Have you ever had to read the same newspaper FOUR times waiting for people to walk through the door?
And when those people finally did appear, JUST before you were going to be sent home, did you ever look at them with the same contempt and disgust usually reserved for child murderers?
I didn’t think so.
You don’t have the dead-eyed stare of someone who struggles with PTSD (Post-Traumatic Server Disorder) and still has nightmares of “being in the weeds” even though they haven’t served food or drink since George W. Bush was President.
Working in a restaurant doesn’t make you a better person.
In fact, one of the first things you learn is that the magic behind the curtain is less Wizard of Oz and more HBO’s Oz.
Restaurant life can be brutal. I met plenty of not-so-good people in those kitchens, bars and dining rooms.
People with restaurant experience aren’t better… just different.
I was one of them.
And once you serve, you are always a server.
That’s why I reserve my gratuity-giving for people who go the extra mile and take actual steps to deliver great service.
I’ll pay extra for that all goddamn doo-dah day.
Sincerely,
DJ CrankyPete
Five Song Friday 080
“Talkin’ to Myself” - Sarah Shook & the Disarmers
When Sarah Shook sings “bad brain don’t ever turn off,” I feel her pain. My bad brain is always running in the background like a negative white noise machine. I wish that my “good brain” worked as hard. But I also wish that I had washboard abs and a magical ATM in my basement. Wishes are for losers.
“No Reason” - Sunny War
Speaking of bad brains, the Nashville singer-songwriter-guitarist known as Sunny War has said that she grew up obsessed with AC/DC and Bad Brains. But her style here is less head-banging and more toe-tapping and hand-clapping.

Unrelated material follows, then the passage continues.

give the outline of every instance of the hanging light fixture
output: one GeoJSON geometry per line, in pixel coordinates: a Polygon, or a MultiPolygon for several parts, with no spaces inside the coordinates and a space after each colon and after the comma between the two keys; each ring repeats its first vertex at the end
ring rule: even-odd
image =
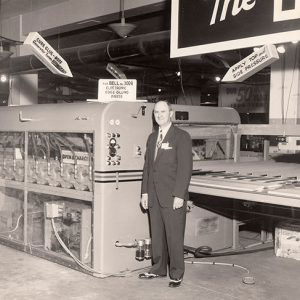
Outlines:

Think Tracy Chapman with a little extra shredding.
“Sometimes I Rhyme Slow’” - Nice & Smooth
Speaking of Tracy Chapman… there’s nothing sweeter than a “Fast Car” sample underneath some old school rapping. Completely independent of this song I have become mildly obsessed with the coats on this album cover. They don’t look like something a costumer brought along on the day of the shoot. These look like coats that Nice & Smooth went on a mission to find. Mission accomplished!
“Don’t Ask” -John Craigie
Do yourself a favor and listen to the story that John Craigie lays out here. It’s the tale of a desperate man in search of a way to remedy his loneliness by rekindling an old flame. “Don’t ask me if I miss my bed / Why the hell would I miss my bed / This world has got a lot of beds / And I don’t mind trying them all.”

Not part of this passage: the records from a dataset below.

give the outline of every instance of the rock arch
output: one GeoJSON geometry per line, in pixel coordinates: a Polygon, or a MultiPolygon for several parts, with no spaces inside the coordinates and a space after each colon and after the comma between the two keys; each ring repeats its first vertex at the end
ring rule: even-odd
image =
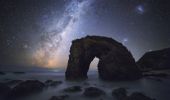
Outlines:
{"type": "Polygon", "coordinates": [[[87,78],[91,61],[99,58],[98,73],[103,80],[138,79],[141,72],[131,53],[121,43],[102,36],[86,36],[72,41],[67,80],[87,78]]]}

“Love Is Alive” - Gary Wright
RIP to the OG Dreamweaver. Nobody could pull off violet eyeshadow and an aviator scarf like my man Gary. And no doubt the funky-as-HAIL opening to this jam will get the guys at the Pearly Gates to be like, “Right this way, Mr. Wright.” In you doubt his musical prowess, please enjoy this clip, featuring more cowbell, keytars and backup karate babes than should be legally permitted.

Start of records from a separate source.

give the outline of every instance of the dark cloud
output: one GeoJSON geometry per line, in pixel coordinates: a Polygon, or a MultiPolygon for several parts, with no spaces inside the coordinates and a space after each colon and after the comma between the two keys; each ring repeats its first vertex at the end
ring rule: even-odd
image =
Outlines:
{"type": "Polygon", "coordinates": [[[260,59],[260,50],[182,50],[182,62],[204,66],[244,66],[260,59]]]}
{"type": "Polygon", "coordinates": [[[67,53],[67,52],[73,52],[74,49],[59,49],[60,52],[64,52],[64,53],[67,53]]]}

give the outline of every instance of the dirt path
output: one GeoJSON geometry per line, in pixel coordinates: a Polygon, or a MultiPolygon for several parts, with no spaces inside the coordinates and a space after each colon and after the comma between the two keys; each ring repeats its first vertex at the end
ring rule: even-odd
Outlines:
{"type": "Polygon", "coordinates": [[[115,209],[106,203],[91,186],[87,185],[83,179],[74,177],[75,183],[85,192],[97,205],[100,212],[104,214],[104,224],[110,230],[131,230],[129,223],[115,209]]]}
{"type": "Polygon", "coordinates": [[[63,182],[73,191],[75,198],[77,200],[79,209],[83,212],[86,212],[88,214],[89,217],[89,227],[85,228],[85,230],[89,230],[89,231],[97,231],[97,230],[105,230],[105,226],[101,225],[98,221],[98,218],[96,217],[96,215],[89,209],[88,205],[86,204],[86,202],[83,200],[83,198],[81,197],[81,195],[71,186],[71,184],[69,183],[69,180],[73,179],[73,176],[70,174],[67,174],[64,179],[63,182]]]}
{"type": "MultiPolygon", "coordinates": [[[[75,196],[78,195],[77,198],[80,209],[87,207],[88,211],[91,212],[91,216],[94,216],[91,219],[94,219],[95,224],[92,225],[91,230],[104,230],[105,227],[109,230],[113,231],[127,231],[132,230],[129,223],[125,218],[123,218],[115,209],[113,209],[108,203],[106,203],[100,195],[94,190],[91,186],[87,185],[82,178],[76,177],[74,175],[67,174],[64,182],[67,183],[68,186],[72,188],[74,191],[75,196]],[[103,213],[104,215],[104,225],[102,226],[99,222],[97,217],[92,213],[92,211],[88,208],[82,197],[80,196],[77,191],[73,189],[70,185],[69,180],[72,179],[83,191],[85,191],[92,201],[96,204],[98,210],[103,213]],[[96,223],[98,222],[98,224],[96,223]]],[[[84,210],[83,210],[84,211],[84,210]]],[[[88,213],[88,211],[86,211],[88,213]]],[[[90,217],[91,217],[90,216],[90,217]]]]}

“If your house is on fire, you don’t comfort yourself with the thought that houses have been catching fire for thousands of years. You don’t sit idly back and think, ‘Oh well, that is the way of nature.’ You get going, immediately. And you don’t spring into action because of an idealistic notion that houses deserve to be saved. You do it because if you don’t, you won’t have a place to live.” - Bill Nye
" I don’t see the pain" is my mantra now. Thank you.